Step-by-step
1. Download and install the HDP Sandbox
Download the latest (2.3 as of this writing) HDP Sandbox here. Import it into VMware or VirtualBox, start the instance, and update the DNS entry on your host machine to point to the new instance’s IP.
On Mac, edit /etc/hosts, on Windows, edit %systemroot%\system32\drivers\etc\ as administrator and add a line similar to the below:
- 192.168.56.102 sandbox sandbox.hortonworks.com
2. Download and install the latest NiFi release
Follow the directions here. These were the steps that I executed for 0.4.1
- cd /tmp
- wget http://apache.cs.utah.edu/nifi/0.4.1/nifi-0.4.1-bin.zip
- cd /opt/
- unzip /tmp/nifi-0.4.1-bin.zip
- useradd nifi
- chown -R nifi:nifi /opt/nifi-0.4.1/
- perl -pe 's/run.as=.*/run.as=nifi/' -i /opt/nifi-0.4.1/conf/bootstrap.conf
- perl -pe 's/nifi.web.http.port=8080/nifi.web.http.port=9090/' -i /opt/nifi-0.4.1/conf/nifi.properties
- /opt/nifi-0.4.1/bin/nifi.sh start
3. Create a Solr dashboard to visualize the results
Download a new Solr dashboard, start the service, and create a new collection to store stock price changes:
- export JAVA_HOME=/usr/lib/jvm/java-1.7.0-openjdk.x86_64
- wget https://raw.githubusercontent.com/vzlatkin/Stocks2HBaseAndSolr/master/Solr%20Dashboard.json -O /opt/lucidworks-hdpsearch/solr/server/solr-webapp/webapp/banana/app/dashboards/default.json
- /opt/lucidworks-hdpsearch/solr/bin/solr start -c -z localhost:2181
- /opt/lucidworks-hdpsearch/solr/bin/solr create -c stocks -d data_driven_schema_configs -s 1 -rf 1
4. Create a new NiFi flow to pull from Google Finance API, transform, and store in HBase and Solr
Solr is used for indexing the data, Banana UI is used for visualization, and HBase is used for future-proofing. HBase can be used to further analyze the data from Storm/Spark or to create a custom UI. The get the data into these tools, follow the steps below:
- Start HBase via Ambari
- Create a new table:
- hbase shell
- hbase(main):001:0> create 'stocks', 'cf'
- Then download this NiFi template to your host machine.
- To import the template, open the NiFi UI
- Open Templates manager:
- Find the template on your local machine and import it:
- Drag and drop to instantiate a new template:
- Double click the new process group:
- You'll need to enable the HBase shared controller. To do so, click the right mouse button over the "Send to HBase" process, then click "Configure", then "Properties" and the "Go to" arrow to access the controller. Finally, click the "Enable" button.
- Now start all of the processes.
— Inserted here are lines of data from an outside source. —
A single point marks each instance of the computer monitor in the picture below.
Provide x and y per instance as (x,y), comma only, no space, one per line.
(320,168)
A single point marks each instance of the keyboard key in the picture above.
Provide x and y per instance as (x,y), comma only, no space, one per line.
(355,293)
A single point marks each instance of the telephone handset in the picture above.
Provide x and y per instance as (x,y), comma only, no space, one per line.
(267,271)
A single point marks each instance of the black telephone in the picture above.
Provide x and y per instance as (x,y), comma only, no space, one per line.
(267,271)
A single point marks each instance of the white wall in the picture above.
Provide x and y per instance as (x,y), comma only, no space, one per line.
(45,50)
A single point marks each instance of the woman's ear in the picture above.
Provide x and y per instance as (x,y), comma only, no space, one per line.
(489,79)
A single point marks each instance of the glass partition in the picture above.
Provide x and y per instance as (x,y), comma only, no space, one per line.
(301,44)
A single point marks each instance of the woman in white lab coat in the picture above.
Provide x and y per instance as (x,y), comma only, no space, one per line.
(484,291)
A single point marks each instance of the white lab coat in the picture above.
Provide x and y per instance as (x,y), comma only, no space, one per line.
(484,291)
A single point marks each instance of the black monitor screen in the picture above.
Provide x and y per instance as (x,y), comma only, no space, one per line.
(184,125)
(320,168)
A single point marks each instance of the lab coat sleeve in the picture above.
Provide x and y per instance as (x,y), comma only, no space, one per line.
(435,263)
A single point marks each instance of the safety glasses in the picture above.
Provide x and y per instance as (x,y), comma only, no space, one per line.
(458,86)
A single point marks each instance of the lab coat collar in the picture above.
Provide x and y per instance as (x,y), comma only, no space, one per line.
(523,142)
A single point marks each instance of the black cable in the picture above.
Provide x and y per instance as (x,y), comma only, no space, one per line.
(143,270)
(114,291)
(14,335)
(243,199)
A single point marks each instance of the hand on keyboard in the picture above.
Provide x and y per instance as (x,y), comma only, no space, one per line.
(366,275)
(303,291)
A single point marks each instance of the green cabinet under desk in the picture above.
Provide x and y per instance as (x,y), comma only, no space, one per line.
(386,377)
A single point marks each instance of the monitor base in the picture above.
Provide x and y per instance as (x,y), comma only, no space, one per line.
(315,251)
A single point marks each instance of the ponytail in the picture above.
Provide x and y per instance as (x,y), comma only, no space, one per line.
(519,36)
Hold down the Shift-key, and select all of the processes on the screen. Then click the start button:
You should see a flow that looks like the below screenshot
The reason for so many processes is that the response from Google Finance API needs to be transformed. First, we remove the comment characters '//' from the response. Second, we split the array into individual JSON objects. Third, we extract the relevant attributes. Fourth, the timestamp has the format of UTC, but it is actually in EST timezone, therefore, we fix that. Finally, we send the information to HBase, Solr, and the NiFi bulletin board for logging.